Les coulées de lave ont déjà provoqué la mort de dizaines de personnes, et détruit les habitations de centaines d’autres, à Goma, dans l’est de la République démocratique du Congo (RDC). Mais l’éruption du volcan Nyiragongo, intervenue samedi, pourrait prendre des proportions encore plus importantes les jours à venir, craignent les autorités.  

« Les données actuelles de la sismicité et de la déformation du sol indiquent la présence de magma sous la zone urbaine de Goma, avec une extension sous le lac Kivu » qui borde la ville, a déclaré, dans une adresse à la population sur les médias locaux, le gouverneur militaire de la province du Nord-Kivu, le général Constant Ndima. « Des risques supplémentaires sont liés à l’interaction entre la lave et l’eau » du lac, a précisé ce dernier, justifiant son ordre d’évacuation « immédiat » et « obligatoire » de dix des dix-huit quartiers de la ville. 

Dès mardi, l’Observatoire de volcanologie de Goma (OVG), référent des autorités locales sur tout ce qui touche au Nyiragongo, avait évoqué plus en détail cette hypothèse d’éruption dite « limnique », dans une note technique dont l’AFP a eu copie, et authentifiée par des sources indépendantes. « Eruption du Nyiragongo, ouverture des fractures du flanc sud, les coulées de lave détruisent une partie des villes de Goma et Gisenyi ; au même moment une éruption fissurale ou phréato-magmatique se produit sous le lac et/ou un grand séisme de magnitude 6,5 ou 7 se produit dans le lac », note ce document. 
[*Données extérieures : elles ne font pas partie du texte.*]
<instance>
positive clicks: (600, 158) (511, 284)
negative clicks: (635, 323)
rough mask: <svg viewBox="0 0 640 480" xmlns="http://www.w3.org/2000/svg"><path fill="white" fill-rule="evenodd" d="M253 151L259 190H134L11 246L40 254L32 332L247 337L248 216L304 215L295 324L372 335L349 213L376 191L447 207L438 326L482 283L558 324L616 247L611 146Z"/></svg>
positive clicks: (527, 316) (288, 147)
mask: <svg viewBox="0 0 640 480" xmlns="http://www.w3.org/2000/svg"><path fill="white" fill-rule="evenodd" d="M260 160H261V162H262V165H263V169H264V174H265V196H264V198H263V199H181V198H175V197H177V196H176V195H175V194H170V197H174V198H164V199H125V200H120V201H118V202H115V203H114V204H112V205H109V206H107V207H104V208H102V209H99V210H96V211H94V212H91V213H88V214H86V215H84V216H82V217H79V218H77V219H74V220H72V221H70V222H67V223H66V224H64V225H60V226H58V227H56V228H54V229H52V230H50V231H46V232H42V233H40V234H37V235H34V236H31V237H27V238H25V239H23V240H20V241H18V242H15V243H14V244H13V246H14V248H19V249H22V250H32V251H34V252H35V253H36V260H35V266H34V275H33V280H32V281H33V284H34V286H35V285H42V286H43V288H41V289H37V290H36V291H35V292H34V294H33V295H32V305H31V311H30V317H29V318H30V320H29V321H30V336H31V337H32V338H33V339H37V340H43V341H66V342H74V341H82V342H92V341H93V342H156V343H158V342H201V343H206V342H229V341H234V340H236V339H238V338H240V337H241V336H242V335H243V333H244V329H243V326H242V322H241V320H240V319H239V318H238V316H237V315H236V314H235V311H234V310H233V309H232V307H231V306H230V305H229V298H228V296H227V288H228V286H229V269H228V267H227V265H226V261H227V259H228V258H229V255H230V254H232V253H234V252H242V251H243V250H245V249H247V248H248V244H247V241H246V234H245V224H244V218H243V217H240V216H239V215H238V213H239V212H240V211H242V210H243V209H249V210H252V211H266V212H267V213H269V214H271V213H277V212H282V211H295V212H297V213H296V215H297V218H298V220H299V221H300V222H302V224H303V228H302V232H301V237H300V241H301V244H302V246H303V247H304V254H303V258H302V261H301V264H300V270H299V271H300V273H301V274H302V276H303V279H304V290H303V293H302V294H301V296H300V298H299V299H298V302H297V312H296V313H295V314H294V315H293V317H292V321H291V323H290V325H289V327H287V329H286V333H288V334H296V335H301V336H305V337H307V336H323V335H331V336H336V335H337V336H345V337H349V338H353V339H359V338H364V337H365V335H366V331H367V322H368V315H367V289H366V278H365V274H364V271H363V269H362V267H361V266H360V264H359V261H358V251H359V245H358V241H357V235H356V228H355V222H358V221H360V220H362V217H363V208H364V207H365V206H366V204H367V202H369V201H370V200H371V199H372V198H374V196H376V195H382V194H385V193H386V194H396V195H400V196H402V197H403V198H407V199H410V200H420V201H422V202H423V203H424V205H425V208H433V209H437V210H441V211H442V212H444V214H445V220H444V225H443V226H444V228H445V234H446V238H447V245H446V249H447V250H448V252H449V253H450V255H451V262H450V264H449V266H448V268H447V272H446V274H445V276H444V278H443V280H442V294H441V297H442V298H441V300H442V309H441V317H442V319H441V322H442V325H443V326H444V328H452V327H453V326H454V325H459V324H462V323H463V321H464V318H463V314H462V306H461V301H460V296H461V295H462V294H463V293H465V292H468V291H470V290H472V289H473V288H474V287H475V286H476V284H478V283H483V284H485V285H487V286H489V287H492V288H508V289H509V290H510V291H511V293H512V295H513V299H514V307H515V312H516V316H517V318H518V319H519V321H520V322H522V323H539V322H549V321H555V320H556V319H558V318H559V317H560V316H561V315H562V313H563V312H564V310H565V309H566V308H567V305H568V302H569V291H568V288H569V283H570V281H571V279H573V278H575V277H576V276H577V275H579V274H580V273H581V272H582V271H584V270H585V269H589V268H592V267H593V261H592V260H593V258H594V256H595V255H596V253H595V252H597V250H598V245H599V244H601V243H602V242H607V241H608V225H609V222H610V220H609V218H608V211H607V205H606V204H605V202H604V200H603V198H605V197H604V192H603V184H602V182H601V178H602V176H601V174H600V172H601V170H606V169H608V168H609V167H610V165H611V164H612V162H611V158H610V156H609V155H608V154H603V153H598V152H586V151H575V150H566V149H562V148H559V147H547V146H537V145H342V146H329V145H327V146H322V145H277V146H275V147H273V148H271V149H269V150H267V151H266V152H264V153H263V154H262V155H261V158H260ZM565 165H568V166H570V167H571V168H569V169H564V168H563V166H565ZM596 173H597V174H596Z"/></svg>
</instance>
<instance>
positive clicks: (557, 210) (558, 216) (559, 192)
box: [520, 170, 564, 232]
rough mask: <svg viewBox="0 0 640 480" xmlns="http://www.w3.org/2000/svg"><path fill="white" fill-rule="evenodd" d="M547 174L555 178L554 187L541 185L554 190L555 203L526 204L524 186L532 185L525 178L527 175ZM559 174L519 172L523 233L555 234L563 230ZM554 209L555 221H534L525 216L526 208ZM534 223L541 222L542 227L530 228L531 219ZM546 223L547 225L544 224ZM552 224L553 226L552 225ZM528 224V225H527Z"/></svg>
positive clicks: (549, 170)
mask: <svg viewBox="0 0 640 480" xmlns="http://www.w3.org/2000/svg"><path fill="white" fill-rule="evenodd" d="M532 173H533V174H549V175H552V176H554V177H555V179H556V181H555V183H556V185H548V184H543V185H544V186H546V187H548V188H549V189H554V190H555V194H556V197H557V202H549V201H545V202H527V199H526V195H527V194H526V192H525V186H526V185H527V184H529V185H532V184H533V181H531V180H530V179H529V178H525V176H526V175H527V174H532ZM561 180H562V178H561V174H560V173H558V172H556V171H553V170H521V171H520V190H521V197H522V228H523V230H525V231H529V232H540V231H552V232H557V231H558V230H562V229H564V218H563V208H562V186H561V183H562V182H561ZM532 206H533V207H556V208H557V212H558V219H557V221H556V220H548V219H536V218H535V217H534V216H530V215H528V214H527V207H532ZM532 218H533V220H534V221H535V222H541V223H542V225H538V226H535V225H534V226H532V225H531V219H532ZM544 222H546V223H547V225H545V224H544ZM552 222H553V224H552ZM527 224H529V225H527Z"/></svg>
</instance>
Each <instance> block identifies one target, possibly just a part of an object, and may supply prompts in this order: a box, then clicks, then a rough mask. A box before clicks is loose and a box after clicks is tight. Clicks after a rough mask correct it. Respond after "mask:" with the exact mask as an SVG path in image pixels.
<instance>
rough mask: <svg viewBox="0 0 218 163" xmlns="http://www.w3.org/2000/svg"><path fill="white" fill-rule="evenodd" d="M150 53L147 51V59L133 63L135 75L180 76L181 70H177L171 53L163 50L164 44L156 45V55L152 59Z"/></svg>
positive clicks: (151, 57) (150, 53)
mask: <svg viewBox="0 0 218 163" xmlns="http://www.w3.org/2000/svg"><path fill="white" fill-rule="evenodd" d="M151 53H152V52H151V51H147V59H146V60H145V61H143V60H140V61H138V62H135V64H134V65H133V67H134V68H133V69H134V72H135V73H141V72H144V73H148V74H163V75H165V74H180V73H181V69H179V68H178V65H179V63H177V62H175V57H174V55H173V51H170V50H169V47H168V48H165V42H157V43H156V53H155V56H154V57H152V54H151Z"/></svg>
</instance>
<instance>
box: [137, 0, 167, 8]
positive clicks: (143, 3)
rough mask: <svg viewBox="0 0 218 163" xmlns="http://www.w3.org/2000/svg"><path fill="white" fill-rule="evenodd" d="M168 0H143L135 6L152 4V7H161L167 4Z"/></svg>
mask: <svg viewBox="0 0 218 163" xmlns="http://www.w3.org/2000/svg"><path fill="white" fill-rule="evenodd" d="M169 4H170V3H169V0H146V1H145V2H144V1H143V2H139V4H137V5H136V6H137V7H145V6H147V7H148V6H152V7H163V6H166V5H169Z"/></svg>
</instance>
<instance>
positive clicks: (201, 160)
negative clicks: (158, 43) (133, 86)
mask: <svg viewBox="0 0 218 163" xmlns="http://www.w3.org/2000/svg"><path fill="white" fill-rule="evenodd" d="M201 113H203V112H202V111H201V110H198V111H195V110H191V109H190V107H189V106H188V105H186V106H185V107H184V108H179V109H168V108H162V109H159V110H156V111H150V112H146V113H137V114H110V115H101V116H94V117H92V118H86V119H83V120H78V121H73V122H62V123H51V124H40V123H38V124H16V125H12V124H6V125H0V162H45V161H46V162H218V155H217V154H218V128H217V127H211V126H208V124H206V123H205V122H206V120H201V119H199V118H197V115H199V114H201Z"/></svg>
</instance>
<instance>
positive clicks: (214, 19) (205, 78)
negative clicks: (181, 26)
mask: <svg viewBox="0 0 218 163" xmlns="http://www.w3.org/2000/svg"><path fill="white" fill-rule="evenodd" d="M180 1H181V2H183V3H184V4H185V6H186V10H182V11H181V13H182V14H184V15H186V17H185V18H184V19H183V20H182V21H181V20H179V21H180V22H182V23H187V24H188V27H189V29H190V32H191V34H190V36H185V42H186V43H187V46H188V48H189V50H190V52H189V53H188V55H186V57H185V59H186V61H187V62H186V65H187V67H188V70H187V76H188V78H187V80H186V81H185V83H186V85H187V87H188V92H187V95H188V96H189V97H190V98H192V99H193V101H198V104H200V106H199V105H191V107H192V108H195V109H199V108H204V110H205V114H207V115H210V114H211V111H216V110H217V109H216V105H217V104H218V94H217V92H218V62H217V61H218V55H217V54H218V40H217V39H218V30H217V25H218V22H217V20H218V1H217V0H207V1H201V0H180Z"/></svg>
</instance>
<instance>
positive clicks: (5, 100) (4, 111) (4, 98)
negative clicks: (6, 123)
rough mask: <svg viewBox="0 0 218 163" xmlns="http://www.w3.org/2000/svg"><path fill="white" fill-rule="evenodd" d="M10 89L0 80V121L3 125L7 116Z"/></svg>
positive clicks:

En conséquence, « une éruption limnique se produit et les gaz dissous dans les eaux profondes du lac montent (à la surface), surtout le CO2, asphyxient tous les être vivants autour du lac Kivu du côté congolais et rwandais », provoquant la mort de milliers de personnes. Le pire scénario. 

Deux autres scénarios

Le volcan Nyiragongo est entré en éruption soudaine samedi soir, provoquant un premier exil des habitants, revenus depuis lors mais qui vivent toujours dans la psychose d’une nouvelle éruption du fait des incessants et puissants séismes continuant de secouer la région. La lave s’est écoulée en deux directions depuis les flancs du volcan, une coulée s’immobilisant dans les faubourgs nord-est de Goma, l’autre coupant sur un kilomètre la route nationale 4 en périphérie nord de la ville. 
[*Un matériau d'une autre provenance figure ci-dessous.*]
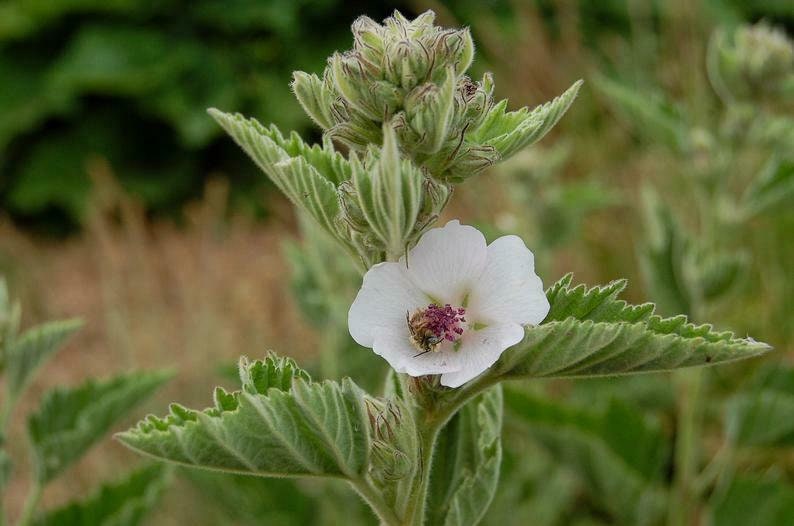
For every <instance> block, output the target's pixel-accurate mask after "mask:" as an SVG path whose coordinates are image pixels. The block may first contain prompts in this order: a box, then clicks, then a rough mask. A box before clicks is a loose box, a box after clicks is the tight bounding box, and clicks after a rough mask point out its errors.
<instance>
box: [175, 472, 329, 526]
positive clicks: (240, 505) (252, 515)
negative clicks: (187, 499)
mask: <svg viewBox="0 0 794 526" xmlns="http://www.w3.org/2000/svg"><path fill="white" fill-rule="evenodd" d="M184 476H185V477H186V478H187V479H188V480H190V482H191V483H192V484H193V485H194V486H196V487H197V488H198V489H199V491H201V493H202V495H203V496H204V497H205V500H206V501H207V502H208V503H210V504H211V505H212V506H213V507H217V508H218V509H219V510H222V513H223V515H224V518H227V519H229V520H230V522H229V524H237V525H243V524H249V525H252V526H254V525H261V524H267V525H278V526H290V525H293V524H318V519H319V517H318V515H319V512H318V510H317V502H316V500H315V499H313V498H312V497H311V495H310V494H309V493H308V492H306V491H304V489H303V488H302V487H301V486H300V485H299V484H298V483H297V482H298V481H296V480H290V479H273V478H262V477H252V476H251V475H234V474H231V473H219V472H217V471H205V470H200V469H186V470H184Z"/></svg>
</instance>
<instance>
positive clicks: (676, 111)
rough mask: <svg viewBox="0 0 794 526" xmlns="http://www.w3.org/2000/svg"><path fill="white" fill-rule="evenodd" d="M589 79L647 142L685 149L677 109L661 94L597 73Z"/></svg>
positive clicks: (687, 132) (684, 122) (676, 149)
mask: <svg viewBox="0 0 794 526" xmlns="http://www.w3.org/2000/svg"><path fill="white" fill-rule="evenodd" d="M593 82H595V86H596V88H597V89H599V90H600V91H601V92H603V93H604V94H605V95H606V96H607V97H608V98H609V99H610V101H611V102H612V103H613V104H614V106H615V109H616V110H617V112H618V113H619V114H620V115H621V116H623V117H625V120H626V122H627V123H629V124H630V125H631V126H632V127H634V128H635V129H636V130H637V131H638V132H640V133H642V134H644V135H646V136H647V137H648V139H649V140H650V141H652V142H662V143H664V144H665V145H667V147H668V148H670V149H672V150H674V151H677V152H685V151H686V150H687V149H688V147H689V133H688V129H687V126H686V123H685V121H684V119H683V116H682V113H681V110H680V109H679V108H678V107H677V106H676V105H675V104H673V103H672V102H671V101H669V100H667V98H666V96H665V95H664V94H663V93H661V92H659V91H654V90H649V89H647V88H646V89H639V88H634V87H632V86H629V85H627V84H625V83H623V82H622V81H619V80H614V79H610V78H607V77H604V76H601V75H598V76H596V77H594V78H593Z"/></svg>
Les autorités locales ont également formulé deux autres hypothèses sur une possible poursuite de l’éruption. Le premier : « Éruption du Nyiragongo sur son flanc sud, ouverture des fractures jusque dans les villes de Goma et Gisenyi (au Rwanda voisin), la lave coule à partir des fractures et détruit une partie de ces villes. »  
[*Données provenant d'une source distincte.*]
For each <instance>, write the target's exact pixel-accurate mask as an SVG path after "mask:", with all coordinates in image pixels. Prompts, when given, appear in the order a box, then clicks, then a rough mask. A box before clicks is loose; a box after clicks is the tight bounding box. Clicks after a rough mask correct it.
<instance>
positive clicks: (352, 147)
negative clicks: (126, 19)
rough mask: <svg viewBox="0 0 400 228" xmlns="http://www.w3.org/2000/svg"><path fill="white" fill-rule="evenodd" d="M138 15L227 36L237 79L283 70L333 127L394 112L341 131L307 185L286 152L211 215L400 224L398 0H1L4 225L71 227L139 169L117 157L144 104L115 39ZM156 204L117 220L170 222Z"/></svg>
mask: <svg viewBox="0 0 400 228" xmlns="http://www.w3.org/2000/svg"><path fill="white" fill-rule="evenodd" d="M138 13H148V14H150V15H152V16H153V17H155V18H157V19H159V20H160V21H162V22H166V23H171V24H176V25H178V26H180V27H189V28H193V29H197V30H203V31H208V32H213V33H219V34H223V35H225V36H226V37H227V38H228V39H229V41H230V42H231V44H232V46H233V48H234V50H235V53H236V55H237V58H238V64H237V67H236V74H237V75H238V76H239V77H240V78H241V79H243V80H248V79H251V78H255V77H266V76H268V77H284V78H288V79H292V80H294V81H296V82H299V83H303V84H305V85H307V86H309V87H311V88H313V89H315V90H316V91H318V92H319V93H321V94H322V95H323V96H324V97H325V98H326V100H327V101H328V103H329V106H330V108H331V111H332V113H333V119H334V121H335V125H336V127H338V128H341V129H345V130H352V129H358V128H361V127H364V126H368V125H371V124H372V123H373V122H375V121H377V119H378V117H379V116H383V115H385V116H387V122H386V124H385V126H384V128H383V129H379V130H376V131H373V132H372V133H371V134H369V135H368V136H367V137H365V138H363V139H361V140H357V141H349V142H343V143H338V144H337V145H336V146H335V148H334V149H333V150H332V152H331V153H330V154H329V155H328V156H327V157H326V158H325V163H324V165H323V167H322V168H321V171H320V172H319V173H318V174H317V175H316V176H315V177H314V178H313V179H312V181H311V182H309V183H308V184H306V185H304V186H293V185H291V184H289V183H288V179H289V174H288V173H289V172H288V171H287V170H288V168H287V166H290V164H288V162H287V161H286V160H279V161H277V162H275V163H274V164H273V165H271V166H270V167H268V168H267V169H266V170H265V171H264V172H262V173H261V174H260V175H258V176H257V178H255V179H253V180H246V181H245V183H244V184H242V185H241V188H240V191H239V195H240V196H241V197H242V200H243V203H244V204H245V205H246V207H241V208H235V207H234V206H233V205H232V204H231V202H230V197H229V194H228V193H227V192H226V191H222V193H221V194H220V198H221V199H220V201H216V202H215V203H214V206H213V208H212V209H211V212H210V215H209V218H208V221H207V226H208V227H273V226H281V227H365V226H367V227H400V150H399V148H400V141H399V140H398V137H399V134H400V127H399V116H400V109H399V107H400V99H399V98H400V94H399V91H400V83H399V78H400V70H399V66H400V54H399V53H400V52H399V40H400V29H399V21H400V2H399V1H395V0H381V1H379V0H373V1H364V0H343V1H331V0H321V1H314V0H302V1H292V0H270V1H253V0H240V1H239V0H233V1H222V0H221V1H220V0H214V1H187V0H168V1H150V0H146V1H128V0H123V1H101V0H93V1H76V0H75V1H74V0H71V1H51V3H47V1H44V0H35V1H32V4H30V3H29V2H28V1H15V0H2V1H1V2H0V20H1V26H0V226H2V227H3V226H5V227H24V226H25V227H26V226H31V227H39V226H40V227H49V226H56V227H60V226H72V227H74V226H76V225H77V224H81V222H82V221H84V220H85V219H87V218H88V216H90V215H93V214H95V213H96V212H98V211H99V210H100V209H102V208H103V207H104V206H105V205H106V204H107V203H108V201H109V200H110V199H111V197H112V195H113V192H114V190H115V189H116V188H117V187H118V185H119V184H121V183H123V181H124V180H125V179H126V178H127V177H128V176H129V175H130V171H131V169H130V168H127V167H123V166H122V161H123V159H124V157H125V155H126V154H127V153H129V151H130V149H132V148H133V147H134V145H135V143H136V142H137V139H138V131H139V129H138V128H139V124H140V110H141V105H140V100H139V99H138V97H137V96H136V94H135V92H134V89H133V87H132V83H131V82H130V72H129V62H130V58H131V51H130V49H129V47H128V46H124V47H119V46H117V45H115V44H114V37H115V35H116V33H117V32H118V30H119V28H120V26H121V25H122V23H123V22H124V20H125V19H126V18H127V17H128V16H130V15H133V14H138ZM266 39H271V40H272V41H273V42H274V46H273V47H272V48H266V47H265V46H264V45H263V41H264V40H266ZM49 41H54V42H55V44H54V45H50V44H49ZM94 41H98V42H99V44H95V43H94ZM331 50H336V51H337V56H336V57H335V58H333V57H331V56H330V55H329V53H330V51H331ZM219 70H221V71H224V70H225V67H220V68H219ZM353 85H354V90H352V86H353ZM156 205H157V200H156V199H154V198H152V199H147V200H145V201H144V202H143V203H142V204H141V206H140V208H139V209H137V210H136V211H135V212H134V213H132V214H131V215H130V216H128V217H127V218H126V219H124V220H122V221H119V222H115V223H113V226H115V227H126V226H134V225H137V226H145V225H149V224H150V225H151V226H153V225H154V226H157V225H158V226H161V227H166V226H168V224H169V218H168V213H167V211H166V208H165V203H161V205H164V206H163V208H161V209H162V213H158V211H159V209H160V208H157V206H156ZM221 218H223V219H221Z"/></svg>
Le deuxième, pas beaucoup plus rassurante : « Éruption du Nyiragongo sur son flanc sud, ouverture des fractures du flanc jusqu’au lac en traversant les villes », poursuit le document. « Une quantité de lave détruit une partie des villes de Goma et Gisenyi, et atteint le lac. Comme la quantité de lave qui se déverserait dans le lac n’est pas suffisante pour augmenter la température des eaux profondes sur tout le lac d’au moins 1°C, il n’y aura pas d’éruption limnique ». 

Une équipe d’experts vulcanologues sur place

Une équipe d’experts vulcanologues est arrivée sur place « pour observer et prélever les données actuelles, lesquelles vont permettre au gouvernement de prendre des décisions futures », a également déclaré, ce jeudi le porte-parole du gouvernement, Patrick Muyaya. « Depuis ce matin, la fréquence et l’intensité des tremblements de terre ont baissé, les mouvements sismiques oscillent autour de 4,2 de magnitude, alors que la plus puissante observée ces quatre derniers jours a atteint 5,2 », a-t-il indiqué, évoquant au total quatre risques dans les heures et jours à venir, certains reprenant ceux mentionnés par les autorités locales. 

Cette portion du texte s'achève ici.